Es por eso que cuando vemos proyectos serios de investigación que culminan con la publicación de textos como “PUEBLOS EXCLUIDOS, COMUNIDADES
EROSIONADAS: La situación del derecho a la salud en Chiapas, México”, trabajo desarrollado por Physicians for Human Rights, El Colegio de la Frontera Sur, el Centro de Capacitación en Ecología, y Salud para Campesinos-Defensoría del Derecho a la Salud, deberíamos hacer una pausa para reflexionar, y festejar. Festejar porque conservamos y estamos desarrollando la capacidad de hacer esa investigación crítica que necesitamos, y por que le podemos dar un encuadre político, metodológico y técnico de excelente nivel.
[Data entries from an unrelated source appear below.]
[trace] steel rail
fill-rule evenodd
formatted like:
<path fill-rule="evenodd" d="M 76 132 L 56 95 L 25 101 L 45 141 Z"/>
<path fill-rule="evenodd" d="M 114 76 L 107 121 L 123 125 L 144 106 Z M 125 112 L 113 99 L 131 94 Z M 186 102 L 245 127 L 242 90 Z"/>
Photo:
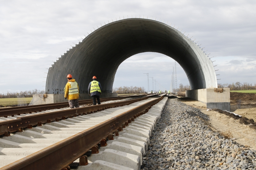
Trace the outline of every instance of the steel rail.
<path fill-rule="evenodd" d="M 117 129 L 122 123 L 134 116 L 136 117 L 135 115 L 138 113 L 141 114 L 142 112 L 150 108 L 164 97 L 162 96 L 112 117 L 4 166 L 0 170 L 61 169 L 84 155 L 103 138 Z"/>
<path fill-rule="evenodd" d="M 124 97 L 125 97 L 126 98 L 127 97 L 129 97 L 130 96 L 131 97 L 136 97 L 139 96 L 146 96 L 147 95 L 148 95 L 149 94 L 142 94 L 142 95 L 126 95 L 125 96 L 123 96 L 122 97 L 108 97 L 108 98 L 100 98 L 100 100 L 102 100 L 103 99 L 114 99 L 114 98 L 119 98 L 120 99 L 121 98 L 123 98 Z M 79 100 L 79 102 L 83 102 L 84 101 L 92 101 L 92 99 L 86 99 L 85 100 Z M 60 102 L 59 103 L 49 103 L 47 104 L 43 104 L 42 105 L 30 105 L 30 106 L 17 106 L 17 107 L 7 107 L 7 108 L 0 108 L 0 111 L 4 111 L 5 110 L 13 110 L 14 109 L 22 109 L 24 108 L 29 108 L 29 107 L 37 107 L 38 106 L 52 106 L 53 105 L 55 105 L 57 104 L 67 104 L 68 105 L 68 101 L 65 101 L 64 102 Z"/>
<path fill-rule="evenodd" d="M 28 127 L 28 126 L 31 127 L 36 125 L 38 122 L 40 122 L 42 123 L 44 123 L 47 122 L 47 121 L 48 122 L 54 121 L 56 119 L 60 120 L 65 119 L 66 118 L 76 117 L 77 115 L 78 115 L 77 114 L 78 114 L 79 115 L 80 114 L 85 115 L 87 113 L 92 113 L 93 112 L 95 113 L 110 107 L 127 105 L 134 102 L 145 100 L 152 97 L 153 96 L 148 96 L 129 100 L 41 113 L 19 117 L 15 119 L 0 122 L 0 135 L 4 135 L 6 131 L 9 131 L 11 133 L 12 133 L 19 130 L 19 129 L 20 128 L 25 128 Z"/>
<path fill-rule="evenodd" d="M 144 96 L 135 96 L 132 97 L 136 97 L 141 96 L 142 97 Z M 114 98 L 102 98 L 100 99 L 101 102 L 106 101 L 109 100 L 115 100 L 123 99 L 127 98 L 127 97 L 119 97 Z M 92 100 L 91 99 L 88 100 L 80 100 L 79 102 L 80 105 L 87 105 L 92 104 Z M 2 111 L 0 109 L 0 117 L 4 116 L 11 116 L 12 115 L 17 115 L 18 114 L 23 114 L 24 113 L 28 113 L 30 112 L 41 112 L 41 111 L 45 110 L 50 110 L 51 109 L 55 109 L 60 108 L 61 107 L 69 107 L 68 102 L 63 102 L 62 103 L 52 103 L 50 104 L 45 104 L 42 105 L 37 105 L 32 106 L 32 107 L 26 107 L 25 106 L 22 107 L 23 108 L 12 108 L 12 109 L 9 109 L 8 110 Z M 34 106 L 34 107 L 33 107 Z"/>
El equipo formado por Héctor Javier Sánchez Pérez, Investigador de El Colegio de la Frontera Sur (ECOSUR); Marcos Arana
Cedeño, Investigador del Instituto Nacional de Ciencias Médicas “Salvador Zubirán” y Nutrición, y Director del Centro de Capacitación en Ecología y Salud para Campesinos-Defensoría del Derecho a la Salud (CCESC-DDS); y Alicia Ely Yamin, JD, MPH, Directora de Investigaciones en Physicians for Human Rights (PHR), ha hecho un trabajo que sienta bases para el trabajo de la bioética en nuestra región.